I tried to read the first book of the Hunger Games series awhile back, and although I thought it was well-written and had a good setting, it was hard for me to get into it because it was fairly predictable.  I’m sure that’s partially because it was written for a younger audience, but I think it also is a just a little too cliche filled.  I’m not saying it’s bad.  It’s a decent book, but I pretty much knew where it was going from a very early point.  This is a problem I have with a lot of dystopian fiction–it all seems cut from the same cloth.

You know, I had an idea for a dystopian movie once.  It would be set at an undefined place and time, in a country where a totalitarian, fascist government had taken over.  The main character would be some kind of violent goon for the government who went around suppressing all dissenters.  And the whole film would present him as the hero–he’d be played by a “leading man”, the camera angles would present him heroically–the whole film would seemingly approve of the dystopian society.  Then, at the end, there would be some kind of title card or something telling the audience that this was a propaganda film approved by the fictional government, perhaps even detailing some of the techniques involved.

The point of this would be to pull the rug out from under the audience; see how many of them would have found themselves being subtly seduced into rooting for the main character–and the society he represents–by the film’s technique.  The “plot twist” would actually be a test to see how much people would start to buy into something awful because of good cinematography. Then they would have to re-evaluate what they had just watched.
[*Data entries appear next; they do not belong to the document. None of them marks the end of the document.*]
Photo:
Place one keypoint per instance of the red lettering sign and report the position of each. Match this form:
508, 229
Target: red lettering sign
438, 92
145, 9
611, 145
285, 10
The trouble is, this is more of a science experiment than an entertainment movie.  The trick of the movie is that usually, in dystopian stories, the protagonist begins to question his society, and through him, the audience is told about the society’s problems. (e.g. Winston Smith in 1984, Guy Montag in Fahrenheit 451)  There would be none of that in this movie.  He’d be 100% behind the society, and looking to maintain it.  It would be kind of like 1984 from O’Brien’s perspective.

The thing about my idea–and I’m not saying it’s a good idea–is that it plays with the tropes of the dystopian genre.  Dystopian stories give the audience some character they can turn to to see the dystopia’s flaws; or at least the “tone” of the piece, or the “voice” of the narrative give it away.  Here, there are no societal outcasts or anything like that for people to turn to. (The main character takes care of that.)  I thought this up largely from noticing that every dystopian story seems to rely on the same devices, and that makes them pretty predictable.